R: is it possible to calculate word burstiness with quanteda or any other text mining R package?

We are using burstiness for terminology/lexicon induction from text corpora.

We have currently implemented a R script based on one of the formulas of Burstiness Similarity described in Section 2.6 of the following article: Ann Irvine and Chris Callison-Burch (2017). A Comprehensive Analysis of Bilingual Lexicon Induction. Computational Linguistics Volume 43 | Issue 2 | June 2017 p.273-310. https://www.mitpressjournals.org/doi/full/10.1162/COLI_a_00284

As far as I know, Katz was one of the first scientists who used the concept of burstiness for language modelling (see Justeson, J. S. and Katz, S. M. (1995). Technical terminology: some linguistic properties and an algorithm for identification in text. Natural Language Engineering, 1:9–27; Katz, S. (1996). Distribution of content words and phrases in text and language modelling.Natural Language Engineering, 2(1):15–60.)

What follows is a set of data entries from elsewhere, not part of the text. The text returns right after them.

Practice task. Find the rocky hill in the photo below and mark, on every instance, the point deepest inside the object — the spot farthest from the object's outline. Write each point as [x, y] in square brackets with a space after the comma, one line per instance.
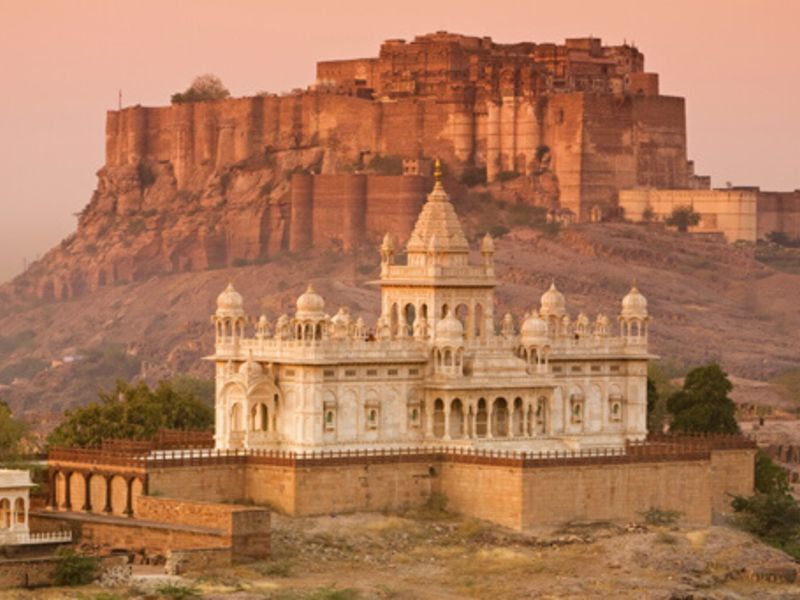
[708, 300]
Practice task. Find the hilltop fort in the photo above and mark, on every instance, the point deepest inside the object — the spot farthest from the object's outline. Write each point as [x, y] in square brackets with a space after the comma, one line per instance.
[579, 129]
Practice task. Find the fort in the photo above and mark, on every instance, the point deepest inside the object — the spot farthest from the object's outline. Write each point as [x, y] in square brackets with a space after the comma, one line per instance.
[318, 414]
[468, 100]
[578, 128]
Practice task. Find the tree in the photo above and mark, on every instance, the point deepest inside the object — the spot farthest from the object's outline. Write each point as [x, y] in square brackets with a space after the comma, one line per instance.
[770, 477]
[203, 88]
[12, 433]
[703, 406]
[133, 412]
[683, 217]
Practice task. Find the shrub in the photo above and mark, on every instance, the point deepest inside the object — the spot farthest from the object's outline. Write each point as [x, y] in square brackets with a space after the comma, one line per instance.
[657, 516]
[174, 591]
[275, 568]
[203, 88]
[683, 217]
[507, 175]
[472, 176]
[703, 406]
[770, 477]
[497, 231]
[74, 568]
[386, 165]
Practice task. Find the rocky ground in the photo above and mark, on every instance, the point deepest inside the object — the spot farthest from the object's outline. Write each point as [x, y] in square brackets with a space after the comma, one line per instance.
[442, 557]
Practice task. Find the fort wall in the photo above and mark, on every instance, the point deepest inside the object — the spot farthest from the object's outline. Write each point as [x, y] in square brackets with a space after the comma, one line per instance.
[695, 477]
[616, 492]
[738, 213]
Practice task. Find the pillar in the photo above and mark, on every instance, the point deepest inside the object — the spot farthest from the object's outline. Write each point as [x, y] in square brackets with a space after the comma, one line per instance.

We would like to use off-the-shelf burstiness implementations for comparison and for the evaluation of our script.

I would like to know whether there exist R packages or R functions that identify bursty words in text corpora. I would be particularly interested in any solutions based or leveraging on Quanteda, since Quanteda an extremely versatile package for text statistics.

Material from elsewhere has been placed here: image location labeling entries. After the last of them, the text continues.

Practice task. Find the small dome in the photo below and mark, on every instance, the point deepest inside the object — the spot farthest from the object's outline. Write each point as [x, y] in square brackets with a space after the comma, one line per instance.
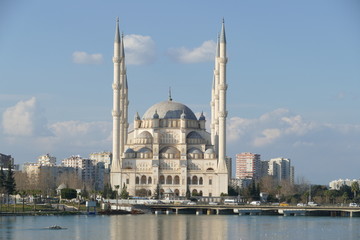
[144, 134]
[61, 186]
[144, 150]
[129, 150]
[209, 151]
[168, 191]
[169, 110]
[170, 150]
[194, 135]
[194, 150]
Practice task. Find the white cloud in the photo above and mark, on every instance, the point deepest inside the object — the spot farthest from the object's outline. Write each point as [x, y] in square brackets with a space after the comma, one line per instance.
[268, 136]
[204, 53]
[268, 128]
[86, 58]
[81, 134]
[24, 119]
[139, 49]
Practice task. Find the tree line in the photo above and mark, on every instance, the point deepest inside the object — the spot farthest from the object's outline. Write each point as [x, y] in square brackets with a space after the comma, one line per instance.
[302, 192]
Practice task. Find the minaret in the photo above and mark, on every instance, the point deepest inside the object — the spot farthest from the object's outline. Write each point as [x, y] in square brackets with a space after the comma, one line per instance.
[222, 113]
[116, 112]
[126, 107]
[215, 100]
[123, 98]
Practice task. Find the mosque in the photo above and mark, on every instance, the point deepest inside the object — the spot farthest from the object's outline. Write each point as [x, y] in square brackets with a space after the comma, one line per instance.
[169, 150]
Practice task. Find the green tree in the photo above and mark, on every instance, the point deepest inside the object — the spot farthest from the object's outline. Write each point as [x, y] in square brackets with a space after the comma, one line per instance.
[355, 188]
[68, 193]
[2, 185]
[10, 184]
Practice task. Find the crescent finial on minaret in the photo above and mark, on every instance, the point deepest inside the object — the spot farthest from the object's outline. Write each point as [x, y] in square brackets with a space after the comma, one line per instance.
[170, 99]
[117, 33]
[222, 34]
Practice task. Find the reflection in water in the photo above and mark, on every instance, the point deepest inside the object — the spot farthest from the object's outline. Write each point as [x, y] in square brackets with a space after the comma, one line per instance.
[182, 226]
[155, 227]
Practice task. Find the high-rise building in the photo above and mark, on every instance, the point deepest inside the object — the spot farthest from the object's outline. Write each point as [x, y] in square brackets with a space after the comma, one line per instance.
[169, 148]
[248, 165]
[281, 169]
[104, 157]
[46, 160]
[89, 171]
[5, 160]
[228, 161]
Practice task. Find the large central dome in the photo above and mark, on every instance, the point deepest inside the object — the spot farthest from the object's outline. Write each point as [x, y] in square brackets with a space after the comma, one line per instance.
[169, 109]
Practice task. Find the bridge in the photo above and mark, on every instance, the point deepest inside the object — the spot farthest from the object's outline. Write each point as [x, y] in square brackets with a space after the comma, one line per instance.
[332, 211]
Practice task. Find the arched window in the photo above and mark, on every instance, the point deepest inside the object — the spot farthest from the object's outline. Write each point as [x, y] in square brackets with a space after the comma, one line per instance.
[169, 180]
[194, 180]
[177, 192]
[194, 192]
[200, 181]
[161, 193]
[162, 179]
[143, 179]
[176, 179]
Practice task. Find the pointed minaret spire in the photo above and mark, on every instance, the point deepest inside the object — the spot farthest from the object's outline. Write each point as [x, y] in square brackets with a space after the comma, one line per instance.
[116, 112]
[170, 99]
[222, 112]
[218, 46]
[222, 35]
[122, 52]
[117, 32]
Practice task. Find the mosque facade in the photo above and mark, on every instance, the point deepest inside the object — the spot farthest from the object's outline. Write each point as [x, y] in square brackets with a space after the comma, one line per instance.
[169, 150]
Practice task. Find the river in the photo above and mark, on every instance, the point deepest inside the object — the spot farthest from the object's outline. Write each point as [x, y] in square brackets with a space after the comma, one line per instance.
[153, 227]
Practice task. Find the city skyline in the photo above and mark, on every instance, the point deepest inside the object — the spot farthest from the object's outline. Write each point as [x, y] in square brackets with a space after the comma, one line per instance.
[293, 76]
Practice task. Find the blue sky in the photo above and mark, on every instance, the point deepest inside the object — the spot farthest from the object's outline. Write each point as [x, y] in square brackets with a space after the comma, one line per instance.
[293, 75]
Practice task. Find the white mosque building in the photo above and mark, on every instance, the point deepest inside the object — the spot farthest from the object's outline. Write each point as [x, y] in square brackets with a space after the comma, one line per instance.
[169, 149]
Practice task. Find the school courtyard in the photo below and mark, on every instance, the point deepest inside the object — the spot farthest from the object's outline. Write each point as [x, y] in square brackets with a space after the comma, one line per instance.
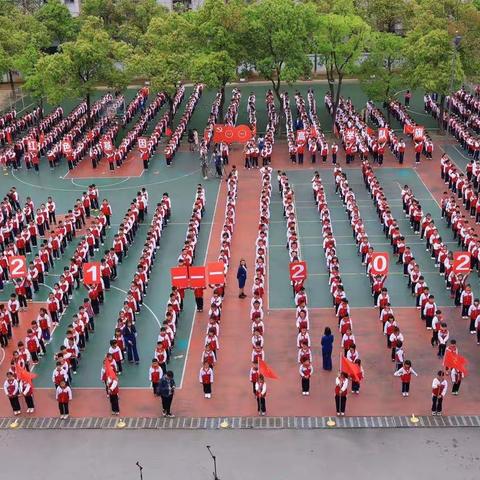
[233, 407]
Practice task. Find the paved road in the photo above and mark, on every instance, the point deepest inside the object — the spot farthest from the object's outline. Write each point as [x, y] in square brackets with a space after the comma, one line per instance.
[242, 455]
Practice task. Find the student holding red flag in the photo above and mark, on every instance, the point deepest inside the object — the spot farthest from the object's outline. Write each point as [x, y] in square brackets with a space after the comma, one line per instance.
[341, 390]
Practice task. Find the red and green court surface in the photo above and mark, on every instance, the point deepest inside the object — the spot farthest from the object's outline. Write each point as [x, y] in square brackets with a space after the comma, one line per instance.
[232, 394]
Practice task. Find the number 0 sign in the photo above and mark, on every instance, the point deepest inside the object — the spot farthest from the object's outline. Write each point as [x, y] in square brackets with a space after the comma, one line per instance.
[91, 273]
[461, 262]
[17, 266]
[380, 262]
[298, 271]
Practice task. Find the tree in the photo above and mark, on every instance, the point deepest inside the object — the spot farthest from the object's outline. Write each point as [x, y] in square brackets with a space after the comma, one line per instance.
[433, 64]
[380, 74]
[19, 31]
[341, 40]
[164, 54]
[93, 58]
[58, 21]
[277, 39]
[217, 34]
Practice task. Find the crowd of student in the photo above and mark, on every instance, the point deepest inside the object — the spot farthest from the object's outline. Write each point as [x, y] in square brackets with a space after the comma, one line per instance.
[116, 157]
[423, 225]
[161, 126]
[161, 379]
[257, 316]
[174, 142]
[209, 355]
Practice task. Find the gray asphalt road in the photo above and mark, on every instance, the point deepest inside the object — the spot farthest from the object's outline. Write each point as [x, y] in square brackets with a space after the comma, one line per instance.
[242, 455]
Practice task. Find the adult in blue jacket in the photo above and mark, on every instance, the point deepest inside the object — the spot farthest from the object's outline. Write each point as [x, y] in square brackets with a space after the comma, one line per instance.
[242, 277]
[327, 348]
[129, 333]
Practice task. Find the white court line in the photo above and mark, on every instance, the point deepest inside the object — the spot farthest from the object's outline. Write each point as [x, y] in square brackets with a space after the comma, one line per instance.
[195, 311]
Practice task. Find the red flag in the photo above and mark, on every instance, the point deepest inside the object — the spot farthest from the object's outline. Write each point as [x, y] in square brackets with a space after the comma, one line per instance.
[25, 376]
[266, 370]
[109, 371]
[351, 368]
[456, 361]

The only R package that I found so far is Package ‘bursts’ (February 19, 2015), which implements Kleinberg's burstiness. Kleinberg’s burst detection algorithm "identifies time periods in which a target event is uncharacteristically frequent, or “bursty.” This is not what I need since this approach is based on time series.

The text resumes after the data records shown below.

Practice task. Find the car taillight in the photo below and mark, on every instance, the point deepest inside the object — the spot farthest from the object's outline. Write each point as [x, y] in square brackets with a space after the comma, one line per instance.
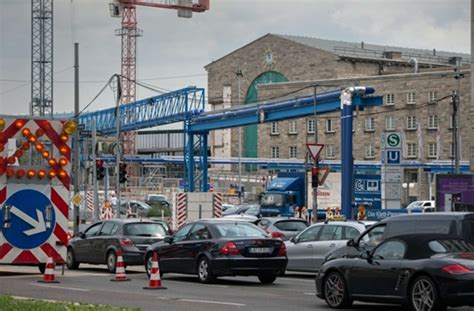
[126, 242]
[456, 269]
[277, 235]
[229, 249]
[282, 251]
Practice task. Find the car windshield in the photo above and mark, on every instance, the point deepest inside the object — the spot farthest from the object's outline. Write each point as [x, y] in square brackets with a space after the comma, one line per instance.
[253, 210]
[232, 210]
[415, 204]
[451, 246]
[240, 230]
[290, 225]
[156, 198]
[145, 229]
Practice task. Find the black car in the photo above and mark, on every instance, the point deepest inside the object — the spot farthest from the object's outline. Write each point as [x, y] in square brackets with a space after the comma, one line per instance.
[100, 242]
[220, 247]
[453, 223]
[424, 271]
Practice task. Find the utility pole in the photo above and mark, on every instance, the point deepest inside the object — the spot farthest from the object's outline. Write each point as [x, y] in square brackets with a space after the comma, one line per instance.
[456, 101]
[117, 150]
[239, 75]
[316, 161]
[76, 138]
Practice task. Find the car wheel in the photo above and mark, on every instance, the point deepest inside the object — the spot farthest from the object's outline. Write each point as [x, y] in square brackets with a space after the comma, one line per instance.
[424, 295]
[335, 291]
[42, 267]
[149, 265]
[71, 262]
[267, 278]
[204, 271]
[111, 261]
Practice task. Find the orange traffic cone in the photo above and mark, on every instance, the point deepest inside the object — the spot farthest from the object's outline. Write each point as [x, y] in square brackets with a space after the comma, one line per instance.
[120, 269]
[48, 276]
[155, 279]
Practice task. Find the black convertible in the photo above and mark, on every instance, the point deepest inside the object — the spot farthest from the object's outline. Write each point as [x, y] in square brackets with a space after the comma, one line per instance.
[425, 272]
[220, 247]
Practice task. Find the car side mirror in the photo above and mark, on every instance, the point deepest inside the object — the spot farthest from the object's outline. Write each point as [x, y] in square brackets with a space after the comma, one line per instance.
[351, 243]
[366, 255]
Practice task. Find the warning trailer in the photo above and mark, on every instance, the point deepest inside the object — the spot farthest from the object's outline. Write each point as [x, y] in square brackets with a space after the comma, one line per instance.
[35, 164]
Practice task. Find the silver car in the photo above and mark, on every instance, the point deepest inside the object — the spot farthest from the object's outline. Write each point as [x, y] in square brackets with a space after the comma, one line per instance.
[307, 250]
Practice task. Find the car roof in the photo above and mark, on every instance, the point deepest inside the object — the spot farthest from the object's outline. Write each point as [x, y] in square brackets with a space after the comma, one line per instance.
[276, 219]
[451, 215]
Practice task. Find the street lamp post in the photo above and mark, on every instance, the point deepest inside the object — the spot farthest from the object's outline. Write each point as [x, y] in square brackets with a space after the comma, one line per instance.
[407, 185]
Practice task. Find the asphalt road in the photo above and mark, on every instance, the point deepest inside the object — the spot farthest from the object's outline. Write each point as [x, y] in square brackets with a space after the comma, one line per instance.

Help, suggestions, references are appreciated.

Cheers, Marina

Solution

I haven't found many public references about burstiness related to text analyses. I did come across Modeling Statistical Properties of Written Text.

If I'm reading the formula correctly in section 2.6 from the article you supplied, then it is the relative proportion of the words divided by the percentage of the documents in which the words appear.

I had hoped that using the dfm_tfidf function would get me there. But the scheme_df part of the function does not have a proportional document frequency option.

But we can use parts of quanteda's existing functions to put everything together.

Lets assume we having a document-feature matrix (dfm) called "docfm". Then the steps are like this

the relative proportion of the terms can be calculated by dfm_weight(docfm, scheme = "prop")
Getting the proportional document frequency is docfreq(docfm) / ndocs(docfm).

Now some matrix division calculations. Either apply or sweep will work. apply will return a matrix and needs to be transposed, sweep will return a dgeMatrix. In both cases you can turn them back into a dmf with as.dfm. Unfortunately both are dense matrices, so you might need to take this into account. Putting it all together:

Using apply:

t(apply(X = dfm_weight(docfm, scheme = "prop"), 1, "/",  (docfreq(docfm) / ndoc(docfm))))

Using sweep:

sweep(dfm_weight(docfm, scheme = "prop"), MARGIN = 2, STATS = docfreq(docfm) / ndoc(docfm), FUN = "/")